House Republicans are now one step closer to keeping the GOP firestorm over the Internal Revenue Service burning through the midterm elections.
In a 21-12 vote, the House Oversight Committee Thursday approved a resolution to hold former IRS official Lois Lerner in contempt of Congress. No Democrat on the committee voted for the measure.
Lerner is the central figure in the controversy after agency officials were pinned for improperly targeting tea party and conservative groups. Republicans seized the drama to stoke party rallying cries in the year since the revelations came to light.
Lerner appeared before House committees for two separate grillings. Last May, the former head of the agency’s tax-exempt division provided a personal statement before the House Oversight Committee and refused to answer questions, pleading the Fifth. She invoked her constitutional rights against self-incrimination once again in March.
Rep. Darrell Issa, chairman of the Oversight Committee, said the resolution to hold Lerner in contempt of Congress was not an action he took lightly. The California Republican argues that Lerner effectively waived her Fifth Amendment right by addressing the House panel in her opening statement.
The committee’s ranking Democrat, Maryland Rep. Elijah Cummings, compared Issa’s crusade against Lerner to tactics practiced by late-Sen.

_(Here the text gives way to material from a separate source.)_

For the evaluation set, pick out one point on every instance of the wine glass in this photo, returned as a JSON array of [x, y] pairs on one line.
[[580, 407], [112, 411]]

Joe McCarthy, infamous for his witch hunt against alleged communists during the height of the Cold War.
“Today, this committee is trying to do something that even Joe McCarthy wouldn’t even do in the 1950s,” Cummings said, “something virtually unprecedented.”
Lerner’s attorney, William Taylor, condemned the committee’s move as a political stunt and said she did nothing wrong or illegal. “The notion that the majority is engaged in objective oversight or fact-finding is pure fiction,” Taylor said. “The vote is the latest event in the majority’s never-ending effort to keep the IRS story alive through this fall’s mid-term elections.”